5. Collect the supernatant that has spun through the filter. Repeat step 4 until no more flow-through is observed.

6. Transfer 50 μL acidified methanol onto the filter and further centrifuge at 4 °C for 20 min at 14,000g. Combine all the supernatants.

7. Evaporate the solvent under vacuum and store the dried sample at −80 °C for future analysis.

2.3. Neuropeptide Reduction and Alkylation

2.3.1. Materials and Buffer Recipes

1. 50 mM ammonium bicarbonate (ABC)

2. 100 mM DTT

3. 200 mM IAA

4. Speed-vacuum sample dry system

2.3.2. DTT and IAA Reactions

1. Resuspend neuropeptide extract in a centrifuge tube with 100 μL 50 mM ABC. Vortex to allow sufficient mixing

2. Add 5.26 μL DTT into the centrifuge tube and incubate at room temperature for 1 hr.

3. Add 8.53 μL IAA into the centrifuge tube and incubate in dark at room temperature for 30 min.

4. Add 5.26 μL DTT into the centrifuge tube and incubate at room temperature for 5 min.

5. Dry down sample solvent under vacuum and store the dried sample at −80 °C for future analysis.
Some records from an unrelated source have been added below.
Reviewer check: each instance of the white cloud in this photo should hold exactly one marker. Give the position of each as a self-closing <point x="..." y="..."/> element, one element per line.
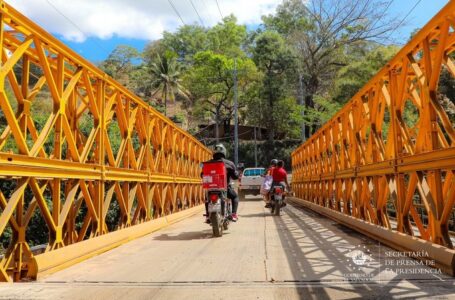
<point x="77" y="20"/>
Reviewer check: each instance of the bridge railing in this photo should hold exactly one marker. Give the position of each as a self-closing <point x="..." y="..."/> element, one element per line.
<point x="390" y="151"/>
<point x="79" y="153"/>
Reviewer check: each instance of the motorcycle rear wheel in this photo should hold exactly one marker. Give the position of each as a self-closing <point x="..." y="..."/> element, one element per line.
<point x="217" y="228"/>
<point x="277" y="208"/>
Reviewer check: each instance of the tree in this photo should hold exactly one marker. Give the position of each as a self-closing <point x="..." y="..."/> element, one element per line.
<point x="120" y="63"/>
<point x="211" y="84"/>
<point x="320" y="31"/>
<point x="166" y="79"/>
<point x="186" y="42"/>
<point x="274" y="59"/>
<point x="360" y="69"/>
<point x="227" y="37"/>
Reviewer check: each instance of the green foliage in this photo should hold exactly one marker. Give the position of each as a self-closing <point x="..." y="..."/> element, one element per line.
<point x="185" y="43"/>
<point x="351" y="78"/>
<point x="322" y="112"/>
<point x="211" y="83"/>
<point x="278" y="112"/>
<point x="227" y="37"/>
<point x="120" y="63"/>
<point x="166" y="79"/>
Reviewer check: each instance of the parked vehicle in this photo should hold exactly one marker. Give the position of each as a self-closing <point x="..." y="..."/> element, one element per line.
<point x="250" y="182"/>
<point x="214" y="178"/>
<point x="277" y="195"/>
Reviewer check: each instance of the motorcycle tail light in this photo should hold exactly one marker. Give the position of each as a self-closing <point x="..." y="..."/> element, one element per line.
<point x="214" y="197"/>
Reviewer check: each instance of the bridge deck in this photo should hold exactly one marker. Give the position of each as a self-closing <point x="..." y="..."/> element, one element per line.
<point x="299" y="254"/>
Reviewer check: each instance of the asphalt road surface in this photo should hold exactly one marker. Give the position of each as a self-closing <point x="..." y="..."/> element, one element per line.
<point x="298" y="255"/>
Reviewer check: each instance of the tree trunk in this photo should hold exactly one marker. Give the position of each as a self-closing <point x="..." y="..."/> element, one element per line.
<point x="311" y="89"/>
<point x="217" y="125"/>
<point x="302" y="104"/>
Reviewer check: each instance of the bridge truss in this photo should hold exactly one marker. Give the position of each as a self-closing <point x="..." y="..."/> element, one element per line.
<point x="390" y="151"/>
<point x="76" y="146"/>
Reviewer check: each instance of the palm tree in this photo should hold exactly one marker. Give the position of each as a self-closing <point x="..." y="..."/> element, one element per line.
<point x="166" y="79"/>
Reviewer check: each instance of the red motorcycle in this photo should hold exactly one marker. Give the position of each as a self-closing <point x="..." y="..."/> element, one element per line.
<point x="214" y="183"/>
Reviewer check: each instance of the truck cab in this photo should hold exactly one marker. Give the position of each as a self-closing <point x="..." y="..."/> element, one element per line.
<point x="250" y="182"/>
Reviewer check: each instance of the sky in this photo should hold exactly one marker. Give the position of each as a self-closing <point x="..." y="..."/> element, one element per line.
<point x="93" y="28"/>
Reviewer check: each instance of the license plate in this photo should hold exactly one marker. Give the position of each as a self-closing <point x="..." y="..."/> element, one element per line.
<point x="214" y="207"/>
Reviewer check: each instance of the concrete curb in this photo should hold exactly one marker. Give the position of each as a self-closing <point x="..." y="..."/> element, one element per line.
<point x="53" y="261"/>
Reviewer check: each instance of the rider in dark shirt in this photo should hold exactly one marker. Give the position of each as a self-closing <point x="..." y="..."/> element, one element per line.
<point x="219" y="154"/>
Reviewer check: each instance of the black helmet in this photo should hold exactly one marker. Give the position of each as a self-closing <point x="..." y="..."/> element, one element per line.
<point x="219" y="148"/>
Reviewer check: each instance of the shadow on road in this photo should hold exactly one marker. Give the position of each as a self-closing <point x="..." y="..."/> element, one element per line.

Our method incorporates both organic solvent precipitation and acid extraction to remove large proteins from neuropeptides in tissue samples. Organic solvent precipitation is one of the most common methods applied to isolate peptides from insoluble proteins (Patel et al., 2018; Simpson & Beynon, 2010; Williams et al., 2010). The addition of organic solvents disrupt the ordered water molecules surrounding the proteins and the hydrate layer around are decreased. Polar interactions between aqueous solvent and the protein are minimized, leading the protein to aggregate and precipitate due to the electrostatic interaction. The reduced solubility can effectively clean out the abundant large proteins, making peptides and small proteins in the solution accessible to analysis in the following steps. Popular choices for precipitants are various alcohols and acetone, among which, acetone is considered superior because of the minimal diluted volume and more dense precipitation (Chertov et al., 2004; Polson, Sarkar, Incledon, Raguvaran, & Grant, 2003).
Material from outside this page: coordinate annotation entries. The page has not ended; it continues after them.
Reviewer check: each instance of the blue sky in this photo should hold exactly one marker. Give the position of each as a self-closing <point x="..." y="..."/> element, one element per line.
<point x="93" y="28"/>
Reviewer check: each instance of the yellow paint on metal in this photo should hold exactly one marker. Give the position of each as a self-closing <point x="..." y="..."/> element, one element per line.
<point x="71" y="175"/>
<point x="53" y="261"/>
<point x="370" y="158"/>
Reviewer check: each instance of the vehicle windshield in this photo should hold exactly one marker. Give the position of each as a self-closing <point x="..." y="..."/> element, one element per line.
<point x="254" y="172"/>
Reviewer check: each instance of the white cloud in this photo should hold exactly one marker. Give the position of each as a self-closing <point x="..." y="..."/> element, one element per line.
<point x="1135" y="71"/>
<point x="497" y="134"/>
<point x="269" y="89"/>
Adding acid is also a widely adopted approach in precipitating proteins and extracting peptides (Kirkpatrick et al., 2017; S.-I. Park, Kim, & Yoe, 2015; Robert et al., 2015). Proteins, positively charged at pHs below their pI, interact with the acidic reagents and form insoluble salts. Besides inducing precipitant, acids also play another essential role in the preparation of biological samples containing active proteases. The acidic environment causes protein denature, thus curtailing the protease activity (Fink, Calciano, Goto, Kurotsu, & Palleros, 1994) to preserve fast-degrading peptides.
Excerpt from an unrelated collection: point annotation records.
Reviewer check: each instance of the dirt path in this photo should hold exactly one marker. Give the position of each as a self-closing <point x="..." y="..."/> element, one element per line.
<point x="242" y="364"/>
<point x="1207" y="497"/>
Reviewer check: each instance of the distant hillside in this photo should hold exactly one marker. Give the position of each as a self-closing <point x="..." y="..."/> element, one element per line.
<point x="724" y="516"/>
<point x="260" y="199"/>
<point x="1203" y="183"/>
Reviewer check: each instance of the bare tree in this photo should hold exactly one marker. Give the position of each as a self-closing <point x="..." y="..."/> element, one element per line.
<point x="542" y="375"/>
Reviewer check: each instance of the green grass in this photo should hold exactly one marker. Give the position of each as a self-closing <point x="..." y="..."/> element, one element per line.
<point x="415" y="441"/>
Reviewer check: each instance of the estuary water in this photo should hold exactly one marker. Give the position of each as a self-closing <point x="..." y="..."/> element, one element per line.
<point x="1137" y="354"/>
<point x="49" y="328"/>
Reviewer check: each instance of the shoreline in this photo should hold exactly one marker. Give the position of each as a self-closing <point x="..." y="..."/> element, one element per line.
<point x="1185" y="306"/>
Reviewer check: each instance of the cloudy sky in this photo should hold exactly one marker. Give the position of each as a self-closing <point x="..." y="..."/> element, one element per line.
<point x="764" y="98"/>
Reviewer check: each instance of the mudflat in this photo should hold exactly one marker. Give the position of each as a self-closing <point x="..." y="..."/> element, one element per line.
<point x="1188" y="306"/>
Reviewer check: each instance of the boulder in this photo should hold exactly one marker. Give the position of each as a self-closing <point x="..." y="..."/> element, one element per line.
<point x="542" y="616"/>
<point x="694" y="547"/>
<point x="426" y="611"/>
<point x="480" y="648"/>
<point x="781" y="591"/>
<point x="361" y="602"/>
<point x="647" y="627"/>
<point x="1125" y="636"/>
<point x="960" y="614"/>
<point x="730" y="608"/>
In peptide extraction, the interference of large proteins is not only their high abundance, but also the binding effects with some small peptides. The peptide-protein interaction is fundamental in cell signaling and its prevalence (London, Movshovitz-Attias, & Schueler-Furman, 2010; Schulze & Mann, 2004; M. Yang, Wu, & Fields, 1995) would lead to huge sample loss if peptides are not unbound from the proteins before being precipitated. Organic solvents, together with acidic reagents will dissociate the peptides from binding sites of large proteins, improving the extraction efficiency (Chertov et al., 2004). Another effective method to extract low molecular weight peptides would be differential solubilization (Kawashima et al., 2010). Sample was first mixed with denaturing solutions and then added ice-cold acetone, resulting in precipitation of all proteins and peptides. The precipitate was further washed with 70% ACN containing 12mM HCl, in which peptides were easily dissolved and separated from other proteins. It has been shown that compared to other extraction methods, differential solubilization gave higher yield and better reproducibility, being independent of the composition of the proteins/peptides from the samples.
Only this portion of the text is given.